Wheat cut, bound old-fashioned way

GENTRY - On a hot and steamy Thursday afternoon, members of the Tired Iron of the Ozarks met at the Charlie Lacy Farm in the Logan Community to cut wheat, not with an air conditioned combine, but the old-fashioned way, with a binder.

Lacy pulled the old binder behind a small tractor, with a club member riding on the antique harvesting machine and with a foot pedal and lever controlling the binding of the bundles of cut wheat and ejecting them where they could be manually picked up and stacked to dry.

Even for club members, it was a first for some to sit on the binder as the wheat was harvested.

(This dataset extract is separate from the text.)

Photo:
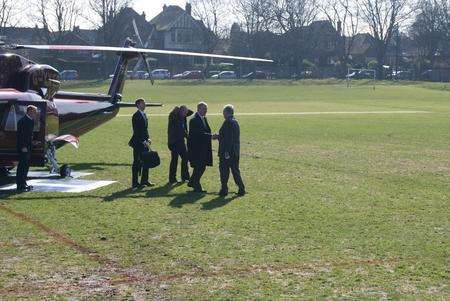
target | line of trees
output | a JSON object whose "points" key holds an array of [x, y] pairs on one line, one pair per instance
{"points": [[265, 22]]}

“This is what it’s all about,” club president Glenn Smith said as children and youth not only watched but helped in the wheat binding on Thursday.

Those who didn’t get to help with the binding went out and stacked the sheaves in the field to dry.

One of the club’s primary objectives is to show younger generations how farm and household work was carried out in the early 20th century with old tractors, engines and farm machinery.

Lacy said he’d not leave the sheaves in the field as long this summer because the deer ate much of the wheat.

“I’ll leave the deer a shock or two,” Lacy said, planning to load the rest on a wagon and cover it until the fall show of the Tired Iron of the Ozarks - Sept. 6-8 - when it will be used for the club’s threshing machine demonstration.

Lacy owns the binder and threshing machine used for the demonstrations.

The fall antique engine and tractor show will be held at the club’s show grounds on Taylor Orchard Road, just southwest of Gentry. The shows are open to the public and admission is free.